The song doesn't say they were fighting each other.
Pound and Eliot didn't fight over editing Waste Land. In fact Pound edited it and changed it radically and his friend was thankful for that.
That's the thing about Dylan: it could be over hastily recycled poetry that he has skim-read too fast and just regurgitated as more than "possibly half-baked" imitation, OR it could be beyond Ginsberg's own intellect, thereby consolidating Dylan's "genius": for cut and paste or genius as the case may be.
And we see this game played out on the web everyday. Or rather you do, because I don't bother to that extent because, like 24-hour rolling news on TV, nothing is actually happening that fast to justify it.
This is not the first instance of Ginsberg griping at America's "greatest living poet" – which only underlines the syndrome.
Michael Slippery Gray (Ms)
Ginsberg is a towering intellectual giant and far greater than Dylan
Hahaha. Ginsberg is such a phoney!
Last year a BBC documentary on Eliot began with that verse from Desolation Row, then Christopher Ricks appeared to explain that what Pound and Eliot were fighting about was control of modernism. Which I think makes sense sense when you look at how Pund and Eliot fought over editing of The Waste Land.
What is date of Ginsberg seminar?
Perhaps this is why Dylan doesn't sing that verse these days (as far as i know).
It's be intersting to know the date of this exchange . . .
I would add that I read the Pound and Eliot line as a piece of triumphalism – Dylan saying those old elitists, the captain's of literature in their ivory tower, have become irrelevant now that the young ones, Dylan in particular, have developed expressive forms of their own.
I'm surprised no one has followed up the Prufrock connection cited above. The 'Titanic' verse carries four parallels to those final lines from Prufrock: mermaids being alluring, "chambers (Eliot) windows (Dylan)of the sea", wreathes (implied in Dylan by a) the shape of windows of the sea – round – and the fishermen's flowers likely being wreathes at a burial at sea, as would be appropriate in a Titanic verse), and finally the fact that the mermaids distract one from hard truth, death (Eliot) Desolation Row (Dylan). This connection seems plausible because, as Ginsberg makes it clear, Dylan read Eliot, so he likely read Prufrock.

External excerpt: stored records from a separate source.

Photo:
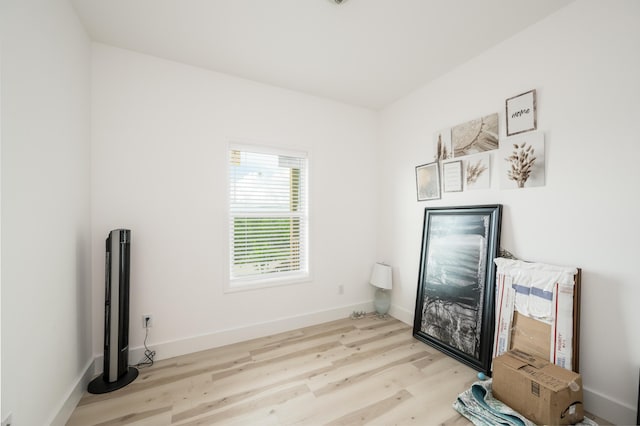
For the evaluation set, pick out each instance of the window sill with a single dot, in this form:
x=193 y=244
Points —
x=248 y=284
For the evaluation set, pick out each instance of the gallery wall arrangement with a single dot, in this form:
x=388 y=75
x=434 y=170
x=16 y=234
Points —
x=463 y=153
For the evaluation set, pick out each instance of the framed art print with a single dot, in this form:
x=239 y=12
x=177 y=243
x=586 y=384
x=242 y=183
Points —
x=521 y=113
x=456 y=282
x=428 y=181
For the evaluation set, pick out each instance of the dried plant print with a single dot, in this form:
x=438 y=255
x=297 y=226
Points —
x=521 y=160
x=443 y=148
x=475 y=136
x=477 y=171
x=523 y=157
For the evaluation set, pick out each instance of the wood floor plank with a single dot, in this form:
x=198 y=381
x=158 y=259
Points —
x=349 y=371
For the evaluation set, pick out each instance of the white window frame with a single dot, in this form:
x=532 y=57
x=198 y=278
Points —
x=235 y=284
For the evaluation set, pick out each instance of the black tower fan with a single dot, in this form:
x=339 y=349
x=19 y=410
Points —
x=116 y=372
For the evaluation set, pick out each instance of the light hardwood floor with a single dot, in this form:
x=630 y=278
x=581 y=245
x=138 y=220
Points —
x=346 y=372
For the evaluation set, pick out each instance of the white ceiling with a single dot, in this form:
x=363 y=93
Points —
x=363 y=52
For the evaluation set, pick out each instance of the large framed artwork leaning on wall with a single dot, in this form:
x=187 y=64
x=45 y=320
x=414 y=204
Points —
x=456 y=282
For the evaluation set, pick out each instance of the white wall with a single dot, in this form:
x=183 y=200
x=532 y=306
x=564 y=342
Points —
x=46 y=340
x=584 y=62
x=160 y=132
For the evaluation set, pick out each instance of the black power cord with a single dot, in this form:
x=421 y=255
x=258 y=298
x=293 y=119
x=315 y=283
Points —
x=147 y=361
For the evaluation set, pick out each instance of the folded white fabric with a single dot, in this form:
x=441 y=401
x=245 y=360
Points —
x=534 y=284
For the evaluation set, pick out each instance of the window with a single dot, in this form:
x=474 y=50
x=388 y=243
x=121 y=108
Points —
x=268 y=216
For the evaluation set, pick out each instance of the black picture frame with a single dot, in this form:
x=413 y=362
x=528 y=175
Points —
x=456 y=283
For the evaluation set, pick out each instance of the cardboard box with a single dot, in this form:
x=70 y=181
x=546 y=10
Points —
x=539 y=390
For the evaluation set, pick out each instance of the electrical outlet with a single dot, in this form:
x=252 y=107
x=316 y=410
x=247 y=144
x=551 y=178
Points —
x=147 y=321
x=8 y=421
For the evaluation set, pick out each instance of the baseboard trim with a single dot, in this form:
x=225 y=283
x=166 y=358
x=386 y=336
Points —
x=170 y=349
x=609 y=409
x=594 y=402
x=69 y=403
x=402 y=314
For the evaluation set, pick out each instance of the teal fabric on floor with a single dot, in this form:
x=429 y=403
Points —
x=478 y=405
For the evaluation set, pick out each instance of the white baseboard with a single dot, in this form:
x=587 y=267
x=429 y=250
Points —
x=69 y=403
x=189 y=345
x=595 y=403
x=402 y=314
x=608 y=409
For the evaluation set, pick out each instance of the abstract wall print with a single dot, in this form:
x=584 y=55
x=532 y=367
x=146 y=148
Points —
x=520 y=111
x=455 y=299
x=477 y=171
x=428 y=181
x=452 y=176
x=442 y=145
x=523 y=161
x=475 y=136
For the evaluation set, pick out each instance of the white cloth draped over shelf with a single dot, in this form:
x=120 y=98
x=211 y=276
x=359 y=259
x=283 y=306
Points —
x=539 y=291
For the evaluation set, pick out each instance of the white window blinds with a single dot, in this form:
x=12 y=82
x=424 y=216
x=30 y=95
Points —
x=268 y=214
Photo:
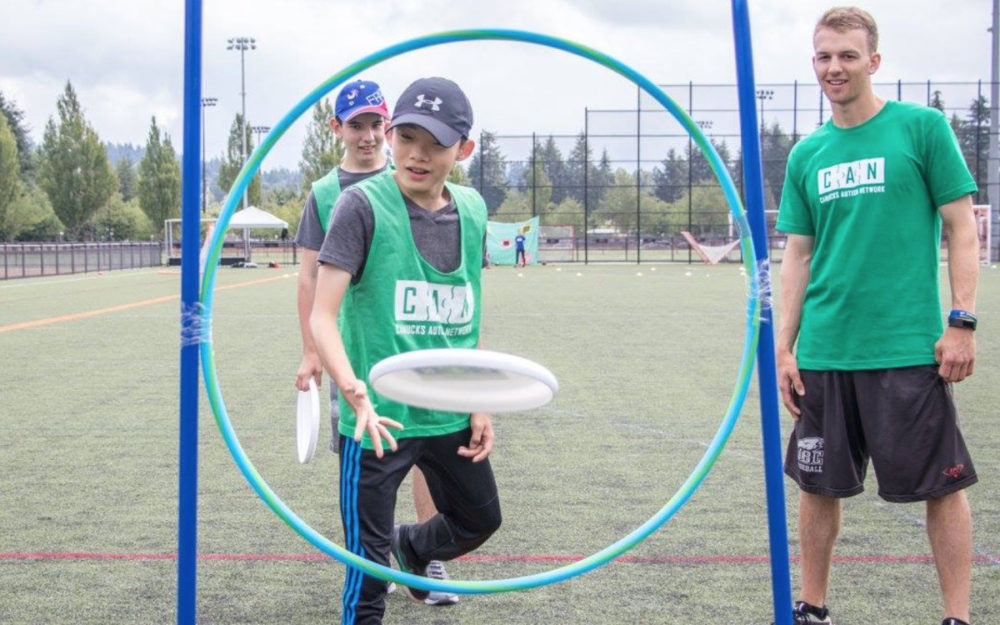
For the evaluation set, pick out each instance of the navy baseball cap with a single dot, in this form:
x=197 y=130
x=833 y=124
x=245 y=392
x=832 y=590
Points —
x=360 y=96
x=438 y=106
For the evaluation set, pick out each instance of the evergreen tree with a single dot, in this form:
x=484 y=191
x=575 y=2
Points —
x=488 y=171
x=322 y=150
x=937 y=101
x=74 y=170
x=159 y=178
x=537 y=187
x=15 y=122
x=128 y=182
x=457 y=176
x=775 y=147
x=599 y=183
x=10 y=173
x=551 y=161
x=232 y=161
x=974 y=138
x=578 y=169
x=670 y=179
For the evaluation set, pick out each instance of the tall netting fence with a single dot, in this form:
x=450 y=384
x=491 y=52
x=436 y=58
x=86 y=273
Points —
x=631 y=182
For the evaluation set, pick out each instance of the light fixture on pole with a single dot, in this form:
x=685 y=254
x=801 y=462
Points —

I assume Pound and Eliot's fight was another reversal or incongruity, of which there are many in Desolation Row (Einstein's drainpipe habit, Casanova needing reassurance, Romeo's failure with women, sailors in beauty parlours, etc.)

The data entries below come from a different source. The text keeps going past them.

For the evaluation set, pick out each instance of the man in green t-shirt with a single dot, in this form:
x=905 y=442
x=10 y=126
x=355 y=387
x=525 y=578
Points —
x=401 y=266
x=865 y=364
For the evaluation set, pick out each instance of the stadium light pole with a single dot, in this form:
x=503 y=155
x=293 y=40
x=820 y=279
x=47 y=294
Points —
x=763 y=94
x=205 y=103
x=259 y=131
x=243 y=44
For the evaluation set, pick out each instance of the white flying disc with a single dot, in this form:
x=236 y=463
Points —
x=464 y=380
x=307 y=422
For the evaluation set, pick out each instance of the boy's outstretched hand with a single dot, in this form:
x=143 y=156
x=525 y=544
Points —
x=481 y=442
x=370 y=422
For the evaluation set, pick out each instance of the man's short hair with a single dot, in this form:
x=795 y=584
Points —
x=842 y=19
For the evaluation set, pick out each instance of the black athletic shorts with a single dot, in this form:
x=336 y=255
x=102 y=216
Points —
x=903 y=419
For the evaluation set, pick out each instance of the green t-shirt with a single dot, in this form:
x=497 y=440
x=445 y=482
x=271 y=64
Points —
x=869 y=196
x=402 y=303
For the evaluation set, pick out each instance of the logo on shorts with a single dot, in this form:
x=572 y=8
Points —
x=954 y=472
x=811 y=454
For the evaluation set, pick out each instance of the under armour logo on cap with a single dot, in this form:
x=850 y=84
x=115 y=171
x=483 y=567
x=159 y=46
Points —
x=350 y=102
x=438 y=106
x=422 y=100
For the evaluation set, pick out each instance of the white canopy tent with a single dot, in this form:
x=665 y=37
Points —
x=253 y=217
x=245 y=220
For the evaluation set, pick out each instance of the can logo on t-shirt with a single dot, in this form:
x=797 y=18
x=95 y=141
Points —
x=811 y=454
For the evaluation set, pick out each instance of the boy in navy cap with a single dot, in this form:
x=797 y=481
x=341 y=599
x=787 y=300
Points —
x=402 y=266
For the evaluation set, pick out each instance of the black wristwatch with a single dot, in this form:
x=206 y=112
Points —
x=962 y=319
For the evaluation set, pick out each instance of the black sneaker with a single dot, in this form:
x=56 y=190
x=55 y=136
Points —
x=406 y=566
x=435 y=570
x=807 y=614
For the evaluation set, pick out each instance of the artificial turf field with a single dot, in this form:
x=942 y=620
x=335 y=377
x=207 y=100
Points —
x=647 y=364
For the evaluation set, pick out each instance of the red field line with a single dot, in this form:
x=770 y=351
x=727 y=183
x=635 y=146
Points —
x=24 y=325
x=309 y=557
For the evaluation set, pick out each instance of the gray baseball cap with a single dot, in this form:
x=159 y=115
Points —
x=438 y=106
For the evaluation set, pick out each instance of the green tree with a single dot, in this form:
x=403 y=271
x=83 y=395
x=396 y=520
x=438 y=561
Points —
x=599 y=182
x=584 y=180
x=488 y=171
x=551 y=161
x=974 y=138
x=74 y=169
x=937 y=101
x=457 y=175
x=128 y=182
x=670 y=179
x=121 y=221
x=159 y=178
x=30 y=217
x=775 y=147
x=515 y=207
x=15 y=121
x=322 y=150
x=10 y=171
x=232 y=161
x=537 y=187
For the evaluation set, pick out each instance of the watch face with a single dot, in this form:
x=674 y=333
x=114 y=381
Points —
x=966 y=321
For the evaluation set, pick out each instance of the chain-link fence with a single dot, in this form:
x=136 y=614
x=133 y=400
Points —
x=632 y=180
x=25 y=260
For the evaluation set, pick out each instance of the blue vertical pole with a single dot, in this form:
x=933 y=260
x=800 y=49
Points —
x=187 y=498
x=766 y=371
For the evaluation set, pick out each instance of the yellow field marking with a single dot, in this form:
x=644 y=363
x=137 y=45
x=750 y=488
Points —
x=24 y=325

I have heard the mermaids singing, each to each.
I do not think that they will sing to me.
I have seen them riding seaward on the waves
The whole quote from the end of "Prufrock":
Combing the white hair of the waves blown back
When the wind blows the water white and black.
We have lingered in the chambers of the sea
By sea-girls wreathed with seaweed red and brown
Till human voices wake us, and we drown.
Cf: the manuscript publication of The Waste Land with Pound's merciless editing and the Eliot/Pound Correspondence recently published. The Modernist poets tended to argue more than A.G. was used to. "Calypso singers" might well refer to W. C. Williams who was the antithesis of Eliot and who wrote much more lyrically.
But the mermaids is a wonderful nod to Eliot, to isolation, failure of man, etc. Great stuff. "Desolation Row" should have more written about it. So many references. Dr. Filth's leather cup might well be a jock strap where he hides his perverted sexuality from his sexless patients.
He gave them all another name though.